I have to admit, after last week's weigh-in I felt rather disappointed. It's been hard getting back into my previous routine and I've been watching what I've been eating and exercising so I was incredibly shocked when I gained last week.
Panic starts to set in and I start thinking "What if this is it, what if I never lose weight beyond this point. What if I keep gaining from here on out!."
Then I run over worst case scenarios and think of all the negative solutions I've used before like crash dieting, bulimia, etc...
Which I know are temporary solutions to a permanent problem so all last week I measured everything. I took account for everything I ate, every workout was logged in.
Sometimes I get so lazy about doing so but I really needed to see results.
It still wasn't enough for me so on Monday morning I was on the treadmill for two hours before weighing in. Scale said I lost 4.2 lbs.

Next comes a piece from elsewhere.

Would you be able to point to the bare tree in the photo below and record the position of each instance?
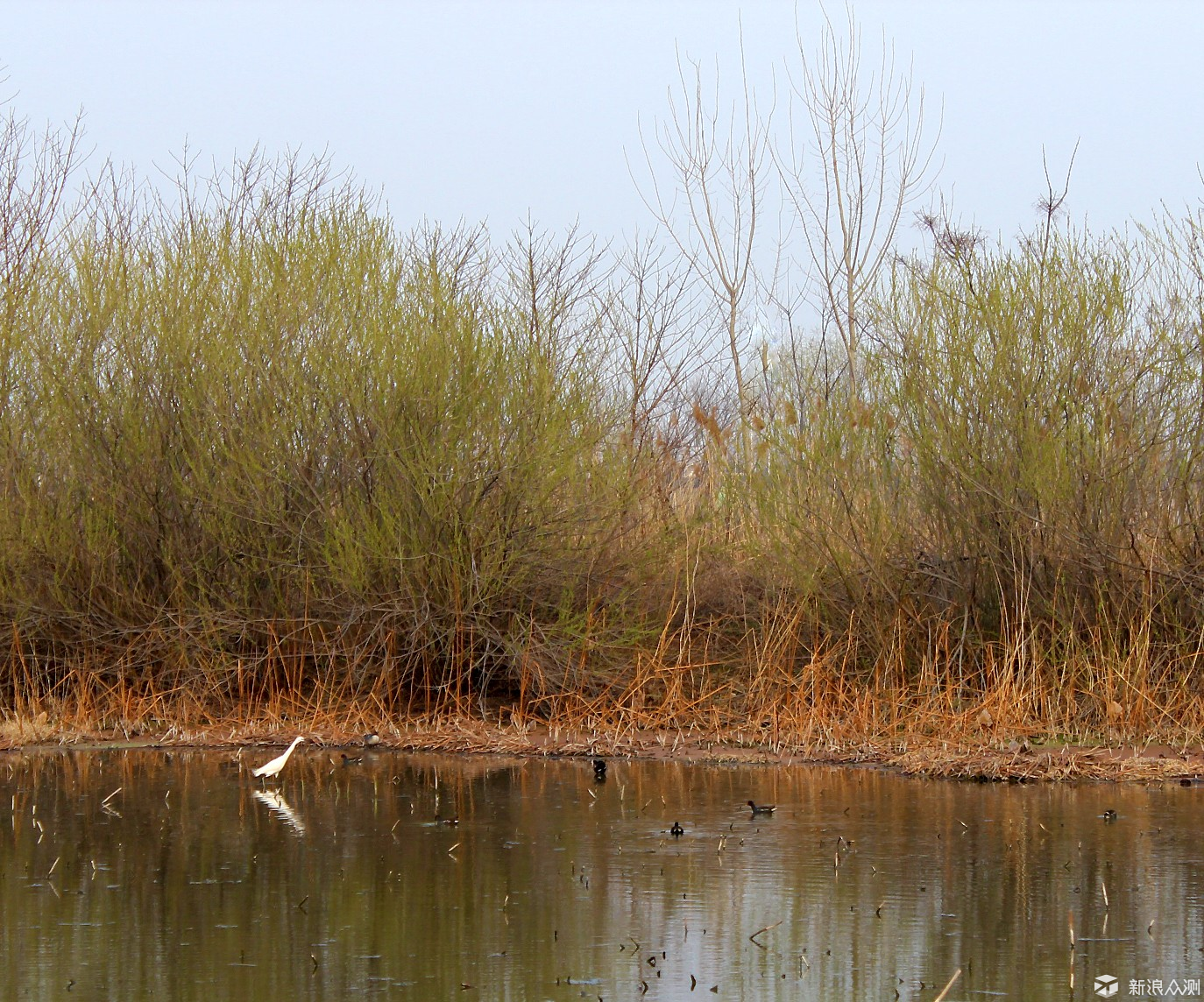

Now, I know that some of that fluctuation is caused by the workout but I did it, I lost some weight this week!
My cycle which for the most part is very regular has been wonky lately and I'm very late this month. Last week I was seriously mad puffy and my hormones have been out of control but still - nothing!?!
Maybe stress? The past two weeks have been rather stressful because of the whole IRS thing.
After loads of phone calls and paperwork, I sent the IRS this bulky envelope defending what was submitted on my 2005 tax return. I just hope for a positive resolution to this entire matter as I was not at fault.
So far things are on the up and up this week and I've been sticking to the same routine.